Kaidah fiqih: Almuhafadhotu ‘alal qodimissholih wal akhdzu biljadidil ashlah (menjaga tradisi lama yang baik dan menerima tradisi baru yang lebih baik) menjadi landasan berpikir Kiai Noer dalam konsep terapan ilmu. Kendati hidup di zaman kekinian, Kiai Noer tetap berpegang teguh dengan ilmu yang telah diperoleh dari guru-gurunya. Atas dasar inilah, keberkahan dan kemajuan Ponpes Asshiddiqiyah tak terbendung. Hingga kini, sudah 12 cabang Ponpes itu tersebar di berbagai daerah di Indonesia.
Sebagai seorang guru, Kiai Noer memiliki harapan besar terhadap santri-santrinya, sebagaimana umumnya para kiai lainnya. Yang paling sederhana, Kiai Noer berharap agar para santri, ketika pulang ke kampung halamannya bisa mengajar ngaji, memimpin sholat, baca tahlil, baca doa, khotbah dan lain-lain. Ada juga yang terlihat sangat visioner, berharap kelak santrinya menjadi pengusaha, pejabat, konglomerat, diplomat, advokat dan seterusnya.
Dalam nasihatnya, Kiai Noer pernah berpesan agar santrinya menjadi manusia-manusia yang bermanfaat. Sekilas terlihat ringan, tapi terkandung makna cukup berat, karena harus istiqomah sekaligus menjadi suri teladan bagi masyarakat.
Kiai Noer tidak berbicara soal capaian sukses yang diukur dengan kebendaan atau keduniaan, meskipun nilai keduniaan juga tak kalah pentingnya. “Khoirunnas ‘anfauhum linnas (sebaik-baik manusia adalah yang paling bermanfaat untuk manusia lain),” begitu pesan yang bisa dipatrikan kepada para santrinya.
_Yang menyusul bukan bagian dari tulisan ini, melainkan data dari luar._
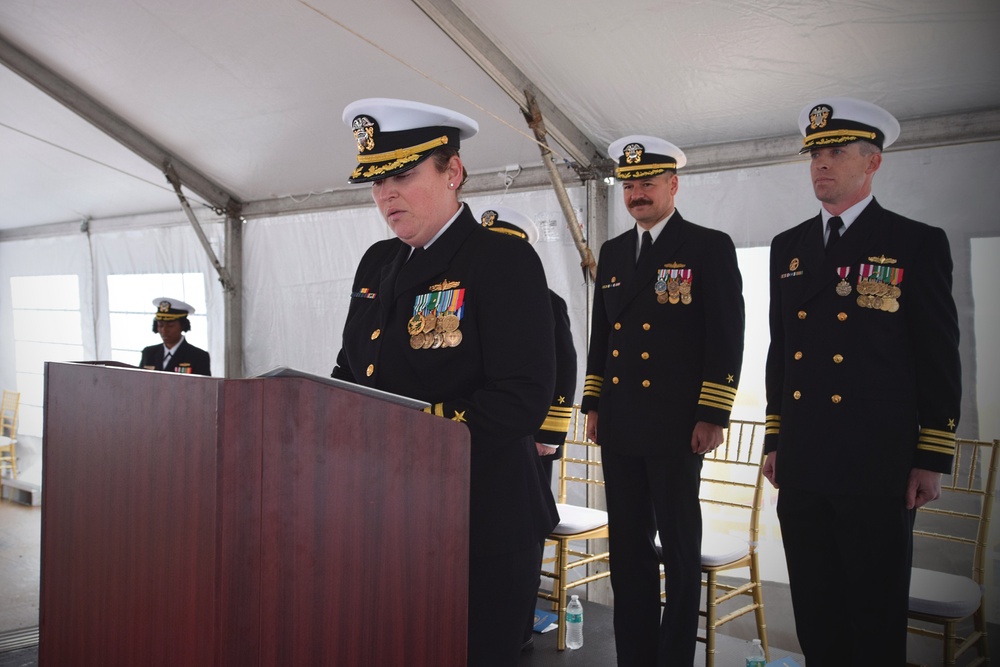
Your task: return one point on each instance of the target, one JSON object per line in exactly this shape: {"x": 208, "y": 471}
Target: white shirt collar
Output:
{"x": 848, "y": 216}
Menjadi insan yang bermanfaat bisa di mana saja, kapan saja, bisa sebagai apa saja, dan dengan apa saja. Dan, ini butuh latihan yang luar biasa, terutama menghilangkan rasa ‘paling’ pada dirinya.
Kenapa butuh latihan yang luar biasa? Sebabnya, tidak setiap orang mampu mengamalkannya. Nyatanya, banyak orang yang kaya-raya tidak mampu bersedekah. Banyak orang pandai tidak bisa berbagi ilmunya. Banyak orang terlihat salih, tapi juga tidak bisa menjadi teladan buat yang lain.
Dermawan dan Semangat Silaturrahmi
Kitab yang dipelajarinya, bukan hanya sebatas teori. Tetapi, Kiai Noer juga mempraktikkannya. Terutama, dalam menjalin hubungan baik dengan teman sejawat saat masih mondok di pesantren. Di dalam buku Saksi Kebajikan Sang Kiai, sahabatnya, KH Husein Muhammad mengisahkan kebaikan-kebaikan ulama berjuluk macan panggung tersebut.
Setelah lama tak jumpa dan melepas kangen, Kiai Husein pun berkunjung ke kediaman Kiai Noer. Sang Kiai Noer bukan hanya menyambut dengan senang hati, tetapi begitu hangat luar biasa. Bahkan, Kiai Husein mengaku diberi uang dengan jumlah yang tidak sedikit.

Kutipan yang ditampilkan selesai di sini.